Карточку? Ха-ха! Она стОит почти столько же, как мой рабочий день. Прошли те времена, когда я вынимал двушку из кармана и звонил без проблем. Нынче москвичи ходят по улице, прижав к уху сотовые телефончики. Не нужны им будки. И гости из провинции им тоже без надобности.
Дай-ка зайду в этот магазин бытовой техники. Может, продавцы подскажут. Из-за огромного японского телевизора вышел молодой человек.
- Чем могу быть полезен?
- Вы не скажете где тут дом номер 60? Там банк «Империал» находится.
- Это как раз, напротив, за забором. В заборе дверь железную увидите. Это проходные.
В проходных пожилой дядька в камуфляже долго рассматривал мой паспорт. (Наверное, и Славка вот так где-то сидит?)
- Вы к кому?
- Мне нужен Комаров Лев Михайлович.
- Сейчас позвоним.
Он звонит. Минут через пять появляется маленькая худенькая девушка.
- Вы к Комарову?
- Да.
- Зарегистрируйте Ваши паспортные данные и следуйте за мной.
Я иду за ней в высокое жёлтое здание.

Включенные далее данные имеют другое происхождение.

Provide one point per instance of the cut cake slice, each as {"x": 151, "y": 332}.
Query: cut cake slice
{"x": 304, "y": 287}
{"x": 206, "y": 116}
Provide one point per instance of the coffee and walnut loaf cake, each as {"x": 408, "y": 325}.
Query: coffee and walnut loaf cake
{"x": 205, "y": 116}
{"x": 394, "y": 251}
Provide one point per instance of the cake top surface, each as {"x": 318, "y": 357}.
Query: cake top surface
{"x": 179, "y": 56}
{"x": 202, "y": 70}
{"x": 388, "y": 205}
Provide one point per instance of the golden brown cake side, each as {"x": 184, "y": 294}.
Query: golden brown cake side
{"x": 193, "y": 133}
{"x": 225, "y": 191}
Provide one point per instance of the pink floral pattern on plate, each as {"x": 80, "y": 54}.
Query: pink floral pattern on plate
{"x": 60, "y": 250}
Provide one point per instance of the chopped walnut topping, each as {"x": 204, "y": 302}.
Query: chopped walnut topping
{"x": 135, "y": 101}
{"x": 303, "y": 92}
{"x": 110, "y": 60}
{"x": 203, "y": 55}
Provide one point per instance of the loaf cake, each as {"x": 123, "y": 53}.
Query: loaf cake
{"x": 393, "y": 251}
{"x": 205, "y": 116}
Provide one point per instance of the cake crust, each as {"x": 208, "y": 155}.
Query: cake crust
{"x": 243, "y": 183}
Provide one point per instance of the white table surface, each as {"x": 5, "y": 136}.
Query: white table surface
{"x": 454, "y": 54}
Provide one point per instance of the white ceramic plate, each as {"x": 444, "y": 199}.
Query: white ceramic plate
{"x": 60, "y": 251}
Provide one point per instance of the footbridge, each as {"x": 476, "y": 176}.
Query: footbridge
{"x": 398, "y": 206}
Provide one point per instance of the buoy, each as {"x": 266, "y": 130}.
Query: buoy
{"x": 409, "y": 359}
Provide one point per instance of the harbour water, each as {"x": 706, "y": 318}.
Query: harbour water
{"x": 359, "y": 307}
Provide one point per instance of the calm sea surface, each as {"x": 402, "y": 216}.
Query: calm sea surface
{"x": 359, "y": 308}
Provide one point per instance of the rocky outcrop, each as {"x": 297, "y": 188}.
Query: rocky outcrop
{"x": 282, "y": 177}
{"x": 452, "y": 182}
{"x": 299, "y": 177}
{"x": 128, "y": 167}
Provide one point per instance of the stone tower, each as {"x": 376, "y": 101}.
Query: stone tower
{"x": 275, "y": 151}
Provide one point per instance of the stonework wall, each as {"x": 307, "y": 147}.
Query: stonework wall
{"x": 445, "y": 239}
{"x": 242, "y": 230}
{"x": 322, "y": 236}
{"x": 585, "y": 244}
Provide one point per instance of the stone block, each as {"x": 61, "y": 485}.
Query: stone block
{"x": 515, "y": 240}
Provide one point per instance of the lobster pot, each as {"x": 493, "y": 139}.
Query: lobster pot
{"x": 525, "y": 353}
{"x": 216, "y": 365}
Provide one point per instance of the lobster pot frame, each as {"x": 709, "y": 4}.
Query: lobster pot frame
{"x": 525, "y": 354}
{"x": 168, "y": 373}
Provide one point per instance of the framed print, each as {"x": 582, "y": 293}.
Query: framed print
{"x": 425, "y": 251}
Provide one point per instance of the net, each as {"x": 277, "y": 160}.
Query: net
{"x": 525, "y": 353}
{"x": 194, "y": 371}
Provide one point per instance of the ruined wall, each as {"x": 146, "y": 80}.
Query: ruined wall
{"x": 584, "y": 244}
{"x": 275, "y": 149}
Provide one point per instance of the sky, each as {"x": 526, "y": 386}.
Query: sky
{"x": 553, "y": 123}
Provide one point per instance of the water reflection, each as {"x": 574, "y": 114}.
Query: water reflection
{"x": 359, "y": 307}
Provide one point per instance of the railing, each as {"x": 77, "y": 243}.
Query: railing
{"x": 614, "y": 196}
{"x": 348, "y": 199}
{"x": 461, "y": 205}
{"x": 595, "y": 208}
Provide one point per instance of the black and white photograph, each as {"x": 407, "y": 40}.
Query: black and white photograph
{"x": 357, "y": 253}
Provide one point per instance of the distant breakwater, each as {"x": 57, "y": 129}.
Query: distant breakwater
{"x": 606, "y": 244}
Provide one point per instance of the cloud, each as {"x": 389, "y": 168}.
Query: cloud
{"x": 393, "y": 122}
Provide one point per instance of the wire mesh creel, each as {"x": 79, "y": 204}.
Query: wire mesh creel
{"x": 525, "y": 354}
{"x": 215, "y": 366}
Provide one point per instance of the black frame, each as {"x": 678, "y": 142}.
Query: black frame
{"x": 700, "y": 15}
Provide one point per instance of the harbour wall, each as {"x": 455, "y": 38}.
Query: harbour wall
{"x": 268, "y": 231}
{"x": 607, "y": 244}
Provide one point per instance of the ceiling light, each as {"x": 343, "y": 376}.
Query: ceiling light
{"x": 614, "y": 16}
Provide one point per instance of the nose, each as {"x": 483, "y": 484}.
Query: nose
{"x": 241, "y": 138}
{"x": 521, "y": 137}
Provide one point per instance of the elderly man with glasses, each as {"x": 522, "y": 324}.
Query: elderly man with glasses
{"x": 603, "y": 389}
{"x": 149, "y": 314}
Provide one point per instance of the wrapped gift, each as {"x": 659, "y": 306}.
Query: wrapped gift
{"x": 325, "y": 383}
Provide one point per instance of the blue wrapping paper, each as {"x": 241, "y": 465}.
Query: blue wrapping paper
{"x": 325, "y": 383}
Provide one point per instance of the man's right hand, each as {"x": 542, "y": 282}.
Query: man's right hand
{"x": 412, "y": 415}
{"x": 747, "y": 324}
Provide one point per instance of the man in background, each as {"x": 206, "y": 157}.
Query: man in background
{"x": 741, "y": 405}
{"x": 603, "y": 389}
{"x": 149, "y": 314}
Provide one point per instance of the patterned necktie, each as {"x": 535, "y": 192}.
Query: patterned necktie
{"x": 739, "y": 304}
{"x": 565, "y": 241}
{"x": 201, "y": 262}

Нажимая кнопки кодовых замков, она проводит меня через многочисленные двери и длинные коридоры. У одной двери мы останавливаемся. Она деликатно стучит, после чего мы входим в кабинет. Хозяин кабинета, огненно-рыжий мужчина лет тридцати, оторвал голову от ноутбука на столе. Жестом указал мне на кожаное кресло напротив себя.
- Танечка, сделай нам, пожалуйста, кофейку.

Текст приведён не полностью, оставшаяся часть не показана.